4.4.3 Scale on demand in the event that 10 million hits and/or 25,000 concurrent users are exceeded.

For “scale on demand,” Archives.com utilizes services from online bookstore vendor, Amazon.com. In addition to its online store, Amazon also provides “in the cloud” services to some websites. Theoretically, Amazon cloud services can be easily scaled to meet unexpected needs. Apparently, scalability is not completely transparent.

“We'd like to thank Amazon.com, who has been helping us with some of the scalability challenges we're tackling and lending important technical expertise,” said Archives.com.

Archives.com engineers worked through the night to fix issues, according to the company. Overnight engineers disabled some functionality, hoping to relieve the load on the overburdened servers. As I write this mid-day Tuesday, the website is still not functional. The site displays text without graphics or formatting. Click the image at the top of the page to see what the page should look like.

The company continues to work today to solve issues.

“Genealogists often claim that theirs is the biggest hobby in America,” said NPR host Robert Siegel. “It's very hard to find hard data to support that, but this would come pretty close if there are that many millions of people who are trying to get in.”

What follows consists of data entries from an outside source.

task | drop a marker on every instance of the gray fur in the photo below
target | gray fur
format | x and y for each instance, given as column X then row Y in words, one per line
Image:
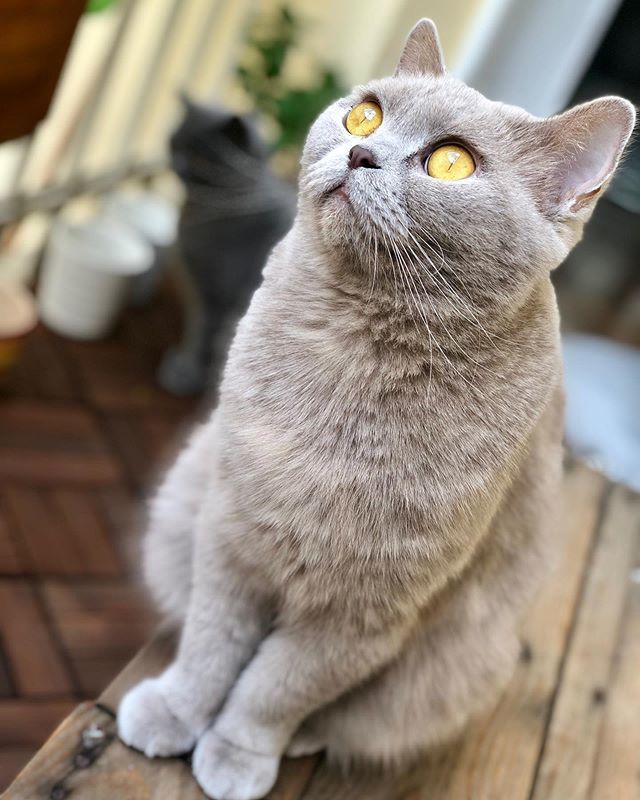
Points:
column 350, row 540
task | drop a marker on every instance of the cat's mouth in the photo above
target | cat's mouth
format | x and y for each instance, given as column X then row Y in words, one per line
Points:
column 340, row 192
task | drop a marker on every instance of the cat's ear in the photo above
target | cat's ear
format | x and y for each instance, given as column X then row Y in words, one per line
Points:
column 584, row 145
column 422, row 54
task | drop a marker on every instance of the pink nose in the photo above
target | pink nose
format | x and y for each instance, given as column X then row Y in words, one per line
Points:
column 361, row 157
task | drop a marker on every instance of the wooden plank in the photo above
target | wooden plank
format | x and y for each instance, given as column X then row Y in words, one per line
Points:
column 35, row 40
column 567, row 764
column 44, row 444
column 617, row 772
column 146, row 443
column 497, row 756
column 27, row 724
column 101, row 625
column 13, row 760
column 61, row 531
column 41, row 533
column 88, row 532
column 10, row 562
column 41, row 373
column 34, row 659
column 66, row 766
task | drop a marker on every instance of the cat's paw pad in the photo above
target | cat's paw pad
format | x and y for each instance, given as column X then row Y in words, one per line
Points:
column 146, row 723
column 228, row 772
column 306, row 741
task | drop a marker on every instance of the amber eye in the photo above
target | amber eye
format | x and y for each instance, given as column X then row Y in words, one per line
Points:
column 364, row 118
column 450, row 162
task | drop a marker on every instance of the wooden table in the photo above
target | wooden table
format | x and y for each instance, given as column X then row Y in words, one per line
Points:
column 568, row 728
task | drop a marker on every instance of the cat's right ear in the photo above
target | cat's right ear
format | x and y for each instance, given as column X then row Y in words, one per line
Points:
column 582, row 149
column 422, row 54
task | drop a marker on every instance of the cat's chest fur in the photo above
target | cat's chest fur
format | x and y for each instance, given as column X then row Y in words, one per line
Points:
column 346, row 446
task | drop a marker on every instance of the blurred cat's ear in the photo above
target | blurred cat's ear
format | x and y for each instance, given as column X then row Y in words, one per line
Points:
column 585, row 145
column 422, row 54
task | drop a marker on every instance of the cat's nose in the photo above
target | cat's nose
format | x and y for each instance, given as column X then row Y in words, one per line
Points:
column 361, row 157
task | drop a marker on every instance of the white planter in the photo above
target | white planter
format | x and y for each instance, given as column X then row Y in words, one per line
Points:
column 156, row 220
column 86, row 273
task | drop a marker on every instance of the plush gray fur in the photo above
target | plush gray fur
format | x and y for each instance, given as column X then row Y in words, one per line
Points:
column 349, row 541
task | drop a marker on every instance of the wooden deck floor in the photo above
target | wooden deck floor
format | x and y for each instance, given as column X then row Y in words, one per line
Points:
column 82, row 430
column 567, row 728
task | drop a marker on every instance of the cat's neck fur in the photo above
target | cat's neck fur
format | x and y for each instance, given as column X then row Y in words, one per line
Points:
column 402, row 308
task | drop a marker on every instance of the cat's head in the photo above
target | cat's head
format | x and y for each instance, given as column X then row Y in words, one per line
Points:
column 421, row 163
column 211, row 136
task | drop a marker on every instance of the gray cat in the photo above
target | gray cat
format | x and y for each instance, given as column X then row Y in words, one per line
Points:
column 348, row 543
column 235, row 211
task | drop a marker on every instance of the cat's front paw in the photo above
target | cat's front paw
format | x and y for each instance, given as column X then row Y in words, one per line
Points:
column 308, row 740
column 228, row 772
column 146, row 722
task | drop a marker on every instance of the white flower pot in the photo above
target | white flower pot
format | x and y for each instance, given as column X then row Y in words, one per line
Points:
column 156, row 220
column 86, row 274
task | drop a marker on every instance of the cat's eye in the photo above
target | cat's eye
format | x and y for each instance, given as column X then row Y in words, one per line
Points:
column 364, row 118
column 450, row 162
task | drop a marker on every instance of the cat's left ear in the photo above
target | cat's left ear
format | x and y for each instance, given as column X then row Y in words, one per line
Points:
column 584, row 145
column 422, row 54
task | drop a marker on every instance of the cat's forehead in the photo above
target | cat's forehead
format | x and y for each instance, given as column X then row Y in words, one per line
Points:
column 434, row 107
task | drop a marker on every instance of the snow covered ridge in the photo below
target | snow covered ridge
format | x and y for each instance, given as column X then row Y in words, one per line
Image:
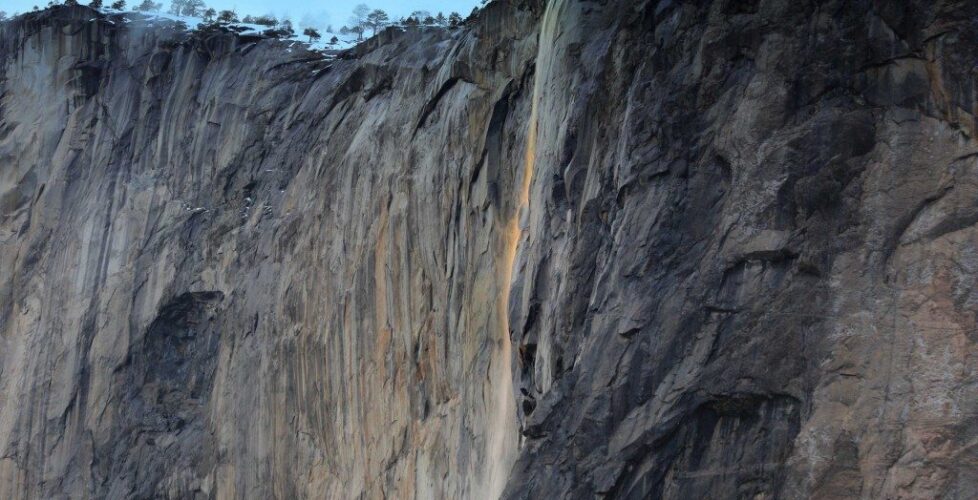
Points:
column 325, row 41
column 328, row 41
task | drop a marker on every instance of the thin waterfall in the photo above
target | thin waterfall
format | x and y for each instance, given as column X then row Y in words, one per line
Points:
column 503, row 433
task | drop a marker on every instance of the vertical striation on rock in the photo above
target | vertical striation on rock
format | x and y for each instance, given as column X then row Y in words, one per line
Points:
column 621, row 249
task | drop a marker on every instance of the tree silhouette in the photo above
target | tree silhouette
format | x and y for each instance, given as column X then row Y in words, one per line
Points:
column 377, row 19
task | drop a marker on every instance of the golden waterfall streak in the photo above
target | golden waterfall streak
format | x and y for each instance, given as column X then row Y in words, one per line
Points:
column 503, row 432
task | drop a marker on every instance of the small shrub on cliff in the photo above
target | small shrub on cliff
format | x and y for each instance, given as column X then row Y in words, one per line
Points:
column 312, row 34
column 149, row 5
column 265, row 21
column 228, row 16
column 454, row 20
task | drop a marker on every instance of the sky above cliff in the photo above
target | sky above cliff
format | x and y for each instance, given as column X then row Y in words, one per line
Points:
column 316, row 13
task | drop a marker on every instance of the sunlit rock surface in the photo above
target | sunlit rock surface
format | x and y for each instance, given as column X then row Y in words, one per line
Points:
column 628, row 249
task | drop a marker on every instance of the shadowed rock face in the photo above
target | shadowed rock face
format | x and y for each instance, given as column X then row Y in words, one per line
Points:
column 630, row 249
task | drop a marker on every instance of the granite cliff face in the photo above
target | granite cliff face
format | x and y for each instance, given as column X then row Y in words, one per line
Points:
column 618, row 248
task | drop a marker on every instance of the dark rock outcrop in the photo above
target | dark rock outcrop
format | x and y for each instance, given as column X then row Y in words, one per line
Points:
column 630, row 249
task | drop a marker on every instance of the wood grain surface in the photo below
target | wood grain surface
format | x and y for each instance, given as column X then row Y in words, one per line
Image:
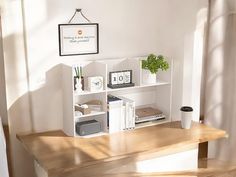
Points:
column 58, row 153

  1. At 1000 EDT this morning I was able to download a 221MB .zip file of Enumeration District 82-25 in Wayne County, Michigan. It started out at a bit over 3.0 MB/sec and finished up just over 2 MB/sec, so I would say a very impressive performance. The .zip archive contained 52 images and I found my father-in-law and his siblings an parents on about the 20th image I looked at.

    Scrolling through them on my Macintosh once they'd all downloaded was certainly easier than trying to view them in succession on any website.

    So it's not all bad :-)


  2. The NARA census website is working well now (Tuesday night, Pacific time), and my Twitter and Facebook friends have been reporting greatly improved site response starting mid-day, so it seems like they got things under control.

    They were hit with probably 4x their estimated traffic yesterday (it was 3.5x the estimate before 6 PM, so it was probably 4x or more by midnight), and then those massive numbers *increased* today, Tuesday, because of all the press attention. There's only so fast anyone can reasonably scale up with those kinds of numbers of visitors, and with such "heavy" (big high-res images) data.

    (Kind of reminds me of the Ellis Island database launch many years ago...remember how slow that was for *months*?)

    So yeah, maybe you could cool it a bit with the "ZOMG EPIC FAIL!" stuff. We all know that Ancestry.com really wanted to win the 1940 Census contract over Archives.com, and yet they didn't, so you certainly wouldn't want your readers accusing you guys of "sour grapes" now, right?

  3. Dear Asparagirl,

    I am not part of Ancestry.com nor do I represent them. My opinions are my own.

    When you say that "we all know that Ancestry.com really wanted..." I must confess I did not know. Actually, I doubted they had bid on the contract, so your information is news to me.

    Might I inquire what your source is for that news?